Geoffroy also emphasized the need to have a variety of activities and support from the town. Colin Geoffroy added that ideally, the district would be a destination not only for residents of the town, but for everyone within about a half hour of Wareham.
The board and developers identified a number of the district’s strengths: The waterfront views, the nearby intersection of major highways, the Cape Flyer, and the fact that it is already a fairly nice place to walk around, as opposed to a blighted industrial area. Colin Geoffroy said that the economic trends identified in reports are good and would seem to support development. Tobey Hospital also plans to add a new gazebo to Besse Park, and the town is considering scattering some Adirondack chairs throughout the park.
Challenges for the area are parking, vacant storefronts, a blighted building, and the perceptions of townspeople, officials, and building owners, all of whom can be skeptical or slow to embrace change.

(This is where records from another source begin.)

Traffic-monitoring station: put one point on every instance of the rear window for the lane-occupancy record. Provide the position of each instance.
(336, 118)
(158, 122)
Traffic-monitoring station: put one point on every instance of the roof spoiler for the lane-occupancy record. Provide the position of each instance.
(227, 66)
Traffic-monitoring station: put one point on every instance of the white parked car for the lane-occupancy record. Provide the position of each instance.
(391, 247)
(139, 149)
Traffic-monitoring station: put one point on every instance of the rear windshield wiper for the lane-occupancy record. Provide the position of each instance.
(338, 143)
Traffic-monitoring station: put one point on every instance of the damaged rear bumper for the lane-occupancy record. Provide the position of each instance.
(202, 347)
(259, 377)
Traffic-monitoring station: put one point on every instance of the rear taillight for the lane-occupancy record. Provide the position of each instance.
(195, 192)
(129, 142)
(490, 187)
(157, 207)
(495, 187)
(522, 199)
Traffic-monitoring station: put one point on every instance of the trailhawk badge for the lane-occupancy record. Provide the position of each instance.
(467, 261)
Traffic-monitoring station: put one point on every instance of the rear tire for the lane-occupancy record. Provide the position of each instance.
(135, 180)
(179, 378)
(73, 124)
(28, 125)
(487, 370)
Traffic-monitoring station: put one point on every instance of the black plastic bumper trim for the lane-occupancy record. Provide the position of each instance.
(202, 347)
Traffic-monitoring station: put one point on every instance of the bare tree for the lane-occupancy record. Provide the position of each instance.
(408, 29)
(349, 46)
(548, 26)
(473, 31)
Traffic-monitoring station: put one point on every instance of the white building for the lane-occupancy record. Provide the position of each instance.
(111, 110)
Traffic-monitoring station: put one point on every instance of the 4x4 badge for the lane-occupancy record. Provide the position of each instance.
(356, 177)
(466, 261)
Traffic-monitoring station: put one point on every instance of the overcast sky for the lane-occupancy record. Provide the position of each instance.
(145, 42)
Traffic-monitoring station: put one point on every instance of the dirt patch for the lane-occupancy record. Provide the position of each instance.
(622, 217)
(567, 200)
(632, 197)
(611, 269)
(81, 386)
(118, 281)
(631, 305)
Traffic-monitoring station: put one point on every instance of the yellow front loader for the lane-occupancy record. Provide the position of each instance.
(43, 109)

“I find this community to be unique in the way that they have been accepting of development and redevelopment when it makes sense, and I haven’t had the same kind of NIMBY response that I’ve had in other communities,” said Buckland, who was optimistic about the community’s response.
The group had several ideas to increase the amount of available parking. Selectman Mary Bruce suggested making both Main Street and Merchants Way (which is town-owned property) into one way streets to add more diagonal parking spaces. Selectman Peter Teitelbaum said that as buildings between Merchants Way and Main Street are renovated or replaced, building owners might decide to raise them up one story to allow for parking underneath and protect the building itself from the flooding that might occur during a hurricane. Buckland said that the town had commissioned a parking study which showed plenty of spots, and Colin Geoffroy said that a shuttle or trolley service could be used to bring people into the village from further away lots.
The group also talked about zoning, and agreed that some zoning changes, which need to be approved by ⅔ of Town Meeting voters, would likely be necessary. However, it is unlikely that any zoning proposals would be ready by this fall’s Town Meeting.
Colin Geoffroy said that he would be interested in continuing to talk with town officials and discussing possibilities for the district.